From this premise Klinger examines every aspect of the Dracula text from train journey times, to hotels, to the identity of the Count, he leaves no stone unturned (or no text uncommented) in his search for the facts.  His interest in this edition has been to comment on the facts of the story and he doesn’t get caught up in any of the sub-texts that have proved so fascinating to anyone who has ever written a paper on Dracula. Klinger had access to Bram Stoker’s original manuscript which he compares with the final printed text as well as the text of later abridged versions and foreign translations. 

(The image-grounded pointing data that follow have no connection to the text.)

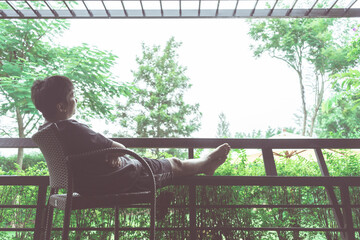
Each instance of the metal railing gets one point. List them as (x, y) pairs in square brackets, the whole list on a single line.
[(342, 210)]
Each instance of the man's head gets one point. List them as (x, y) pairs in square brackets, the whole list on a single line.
[(54, 97)]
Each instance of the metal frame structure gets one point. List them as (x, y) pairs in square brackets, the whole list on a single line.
[(127, 9), (341, 205)]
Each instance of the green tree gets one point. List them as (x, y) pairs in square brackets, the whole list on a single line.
[(28, 52), (223, 128), (157, 108), (340, 113), (310, 48)]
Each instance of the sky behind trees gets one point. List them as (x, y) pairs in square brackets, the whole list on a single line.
[(252, 93)]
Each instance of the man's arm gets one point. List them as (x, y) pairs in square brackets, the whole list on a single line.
[(116, 144)]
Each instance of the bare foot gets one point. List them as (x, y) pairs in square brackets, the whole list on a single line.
[(216, 158)]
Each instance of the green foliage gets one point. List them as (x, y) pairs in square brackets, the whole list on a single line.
[(311, 49), (339, 116), (157, 107), (28, 52), (268, 133), (9, 164)]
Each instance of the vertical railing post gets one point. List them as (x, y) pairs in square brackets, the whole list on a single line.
[(191, 153), (348, 221), (269, 162), (40, 207), (192, 210), (330, 191)]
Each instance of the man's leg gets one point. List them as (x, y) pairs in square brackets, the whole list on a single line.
[(206, 165)]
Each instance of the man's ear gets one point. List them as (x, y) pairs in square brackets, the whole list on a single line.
[(61, 107)]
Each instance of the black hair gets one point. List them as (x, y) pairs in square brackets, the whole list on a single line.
[(47, 93)]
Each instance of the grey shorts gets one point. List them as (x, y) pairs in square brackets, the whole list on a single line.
[(162, 173)]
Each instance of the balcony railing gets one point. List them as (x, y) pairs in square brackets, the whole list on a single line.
[(200, 204)]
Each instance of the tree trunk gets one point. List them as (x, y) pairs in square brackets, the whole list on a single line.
[(303, 102), (319, 95), (21, 129)]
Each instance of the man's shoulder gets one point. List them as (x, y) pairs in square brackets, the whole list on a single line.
[(71, 124)]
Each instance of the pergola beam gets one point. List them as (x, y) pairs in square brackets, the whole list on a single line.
[(60, 9), (181, 13)]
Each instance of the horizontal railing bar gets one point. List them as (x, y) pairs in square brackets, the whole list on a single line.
[(216, 181), (197, 229), (211, 143), (270, 181), (18, 206), (257, 206), (24, 180)]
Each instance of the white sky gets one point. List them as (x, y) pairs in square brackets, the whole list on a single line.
[(253, 93)]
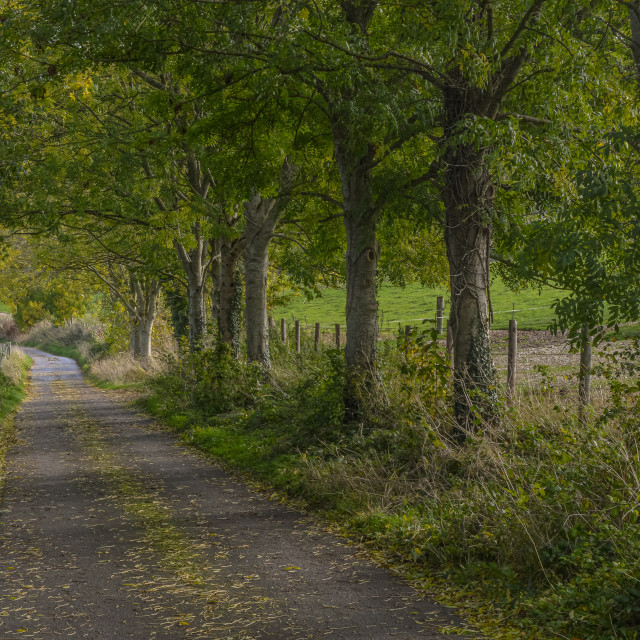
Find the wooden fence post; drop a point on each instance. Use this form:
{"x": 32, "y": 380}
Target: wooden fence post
{"x": 584, "y": 387}
{"x": 450, "y": 345}
{"x": 439, "y": 313}
{"x": 512, "y": 359}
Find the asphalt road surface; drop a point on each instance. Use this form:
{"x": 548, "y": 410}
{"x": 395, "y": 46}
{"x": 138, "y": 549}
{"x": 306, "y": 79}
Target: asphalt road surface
{"x": 109, "y": 529}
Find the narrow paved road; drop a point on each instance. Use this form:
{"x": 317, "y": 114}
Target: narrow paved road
{"x": 110, "y": 530}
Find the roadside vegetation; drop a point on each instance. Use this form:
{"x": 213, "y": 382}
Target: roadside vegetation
{"x": 531, "y": 527}
{"x": 169, "y": 182}
{"x": 13, "y": 376}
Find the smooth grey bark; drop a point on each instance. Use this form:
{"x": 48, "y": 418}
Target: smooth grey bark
{"x": 634, "y": 18}
{"x": 360, "y": 219}
{"x": 228, "y": 307}
{"x": 144, "y": 299}
{"x": 134, "y": 340}
{"x": 195, "y": 265}
{"x": 215, "y": 278}
{"x": 468, "y": 198}
{"x": 261, "y": 216}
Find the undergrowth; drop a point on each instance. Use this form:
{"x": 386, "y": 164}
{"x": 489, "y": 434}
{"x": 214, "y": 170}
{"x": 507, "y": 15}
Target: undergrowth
{"x": 534, "y": 520}
{"x": 13, "y": 374}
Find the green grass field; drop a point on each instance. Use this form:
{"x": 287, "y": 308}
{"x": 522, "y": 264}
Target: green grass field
{"x": 411, "y": 304}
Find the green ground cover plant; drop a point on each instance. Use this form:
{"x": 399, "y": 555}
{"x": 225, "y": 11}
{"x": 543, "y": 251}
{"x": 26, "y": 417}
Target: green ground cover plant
{"x": 532, "y": 525}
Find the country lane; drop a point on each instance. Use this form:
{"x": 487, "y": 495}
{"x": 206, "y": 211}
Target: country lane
{"x": 110, "y": 529}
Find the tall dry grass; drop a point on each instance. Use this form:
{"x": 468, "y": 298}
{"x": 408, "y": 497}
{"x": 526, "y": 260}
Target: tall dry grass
{"x": 12, "y": 365}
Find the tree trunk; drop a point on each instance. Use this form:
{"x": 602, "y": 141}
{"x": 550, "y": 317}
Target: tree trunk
{"x": 468, "y": 199}
{"x": 146, "y": 330}
{"x": 262, "y": 216}
{"x": 134, "y": 341}
{"x": 362, "y": 304}
{"x": 197, "y": 315}
{"x": 216, "y": 275}
{"x": 256, "y": 263}
{"x": 229, "y": 294}
{"x": 195, "y": 267}
{"x": 360, "y": 219}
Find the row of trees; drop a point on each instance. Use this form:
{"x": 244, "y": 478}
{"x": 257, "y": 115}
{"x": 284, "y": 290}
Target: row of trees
{"x": 178, "y": 140}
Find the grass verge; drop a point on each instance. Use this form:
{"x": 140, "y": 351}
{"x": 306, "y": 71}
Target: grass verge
{"x": 532, "y": 528}
{"x": 13, "y": 375}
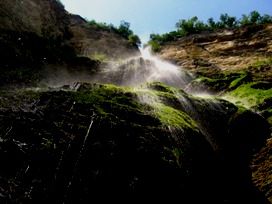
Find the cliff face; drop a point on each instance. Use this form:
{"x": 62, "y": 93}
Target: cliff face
{"x": 226, "y": 49}
{"x": 234, "y": 64}
{"x": 50, "y": 20}
{"x": 40, "y": 34}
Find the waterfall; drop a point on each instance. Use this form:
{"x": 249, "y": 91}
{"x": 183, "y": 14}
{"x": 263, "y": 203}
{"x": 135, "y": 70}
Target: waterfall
{"x": 144, "y": 68}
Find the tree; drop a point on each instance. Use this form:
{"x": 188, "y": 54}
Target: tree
{"x": 265, "y": 19}
{"x": 124, "y": 30}
{"x": 227, "y": 21}
{"x": 134, "y": 40}
{"x": 254, "y": 17}
{"x": 187, "y": 27}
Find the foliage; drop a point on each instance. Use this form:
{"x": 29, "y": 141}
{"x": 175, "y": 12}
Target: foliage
{"x": 134, "y": 40}
{"x": 194, "y": 25}
{"x": 59, "y": 3}
{"x": 123, "y": 30}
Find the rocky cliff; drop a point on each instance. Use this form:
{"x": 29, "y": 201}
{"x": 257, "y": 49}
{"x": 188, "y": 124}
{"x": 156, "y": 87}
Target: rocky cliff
{"x": 150, "y": 136}
{"x": 234, "y": 64}
{"x": 223, "y": 49}
{"x": 41, "y": 35}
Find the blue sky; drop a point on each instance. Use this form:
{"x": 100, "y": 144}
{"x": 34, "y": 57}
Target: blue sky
{"x": 160, "y": 16}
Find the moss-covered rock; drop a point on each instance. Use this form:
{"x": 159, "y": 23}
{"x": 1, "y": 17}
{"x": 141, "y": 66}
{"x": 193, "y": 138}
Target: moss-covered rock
{"x": 81, "y": 142}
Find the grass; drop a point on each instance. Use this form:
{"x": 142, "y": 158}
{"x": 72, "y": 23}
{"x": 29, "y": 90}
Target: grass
{"x": 247, "y": 96}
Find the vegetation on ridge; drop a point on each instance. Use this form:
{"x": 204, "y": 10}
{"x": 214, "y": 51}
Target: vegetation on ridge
{"x": 194, "y": 25}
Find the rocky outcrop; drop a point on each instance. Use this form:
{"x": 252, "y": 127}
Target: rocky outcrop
{"x": 39, "y": 37}
{"x": 49, "y": 19}
{"x": 88, "y": 142}
{"x": 225, "y": 49}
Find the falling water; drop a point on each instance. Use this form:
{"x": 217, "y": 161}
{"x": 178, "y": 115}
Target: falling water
{"x": 79, "y": 155}
{"x": 144, "y": 68}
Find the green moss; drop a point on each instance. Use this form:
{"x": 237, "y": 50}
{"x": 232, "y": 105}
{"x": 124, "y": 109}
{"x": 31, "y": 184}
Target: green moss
{"x": 172, "y": 117}
{"x": 248, "y": 96}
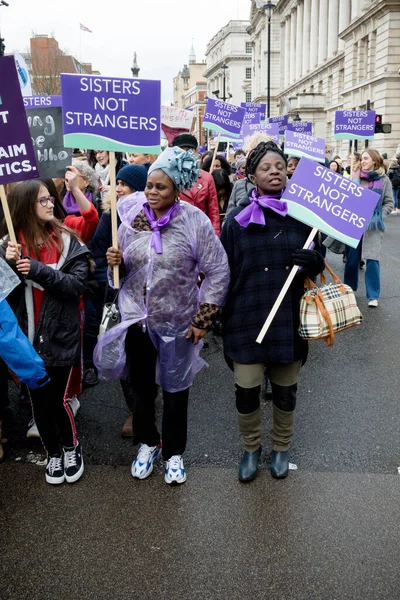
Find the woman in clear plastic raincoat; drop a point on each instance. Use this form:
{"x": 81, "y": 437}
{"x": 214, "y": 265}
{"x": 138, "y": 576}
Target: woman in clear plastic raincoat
{"x": 164, "y": 246}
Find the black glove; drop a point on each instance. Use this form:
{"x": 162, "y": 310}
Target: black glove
{"x": 311, "y": 261}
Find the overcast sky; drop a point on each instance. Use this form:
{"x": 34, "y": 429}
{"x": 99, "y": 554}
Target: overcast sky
{"x": 160, "y": 31}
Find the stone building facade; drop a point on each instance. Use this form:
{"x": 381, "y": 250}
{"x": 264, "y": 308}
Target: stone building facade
{"x": 231, "y": 46}
{"x": 329, "y": 55}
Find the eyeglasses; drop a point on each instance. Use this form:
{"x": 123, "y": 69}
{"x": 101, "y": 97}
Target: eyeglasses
{"x": 44, "y": 201}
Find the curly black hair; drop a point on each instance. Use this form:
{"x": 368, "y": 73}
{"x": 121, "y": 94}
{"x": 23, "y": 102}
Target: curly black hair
{"x": 255, "y": 156}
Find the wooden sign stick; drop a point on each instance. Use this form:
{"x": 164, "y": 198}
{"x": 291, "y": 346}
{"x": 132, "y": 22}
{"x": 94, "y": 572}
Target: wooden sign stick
{"x": 215, "y": 152}
{"x": 114, "y": 219}
{"x": 7, "y": 214}
{"x": 283, "y": 291}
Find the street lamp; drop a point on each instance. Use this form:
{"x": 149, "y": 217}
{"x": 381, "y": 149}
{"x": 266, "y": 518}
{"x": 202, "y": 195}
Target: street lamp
{"x": 268, "y": 7}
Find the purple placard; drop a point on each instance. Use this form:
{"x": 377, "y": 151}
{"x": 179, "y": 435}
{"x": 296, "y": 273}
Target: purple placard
{"x": 270, "y": 129}
{"x": 42, "y": 101}
{"x": 108, "y": 113}
{"x": 300, "y": 127}
{"x": 223, "y": 117}
{"x": 17, "y": 155}
{"x": 354, "y": 124}
{"x": 334, "y": 204}
{"x": 282, "y": 121}
{"x": 300, "y": 144}
{"x": 255, "y": 107}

While readers can learn a huge amount about the Dracula text itself perhaps more is gained through Klinger’s thorough explanations of Victorian life - meaning that the average reader (who isn’t a Victorian era expert) can now understand the context of the story in its setting.  Explanations of everything from the bizarre non-standardised time zones of Victorian Europe (what time is 15 degrees east of Greenwich, exactly?) combined with details of subjects as diverse as premature burial prevention and bicycles make for fascinating reading.

In addition to the Dracula text and its annotations this volume also contains Stoker’s Dracula’s Guest text (a short story) with similar detailed comments.  In the second part of the volume various essays examine subjects such as Dracula’s existence after Stoker’s death, some of the sub-texts of the narrative and Dracula through the media of stage and screen, to mention but a few.

In addition to the 1,500 annotations contained in this amazing volume there are also 400 illustrations, mostly in black and white but with some in colour.  The illustrations include diagrams, maps, playbills, advertisements and photographs of subjects related to the annotations of the Dracula text.

So, in summing up - no fan of the Dracula novel should be without this annotated volume. It will also be of interest to anyone who enjoys Victorian literature and the Victorian era of history (even if they aren’t a huge vampire fan).  In-depth, fascinating and comprehensive - what more can I say?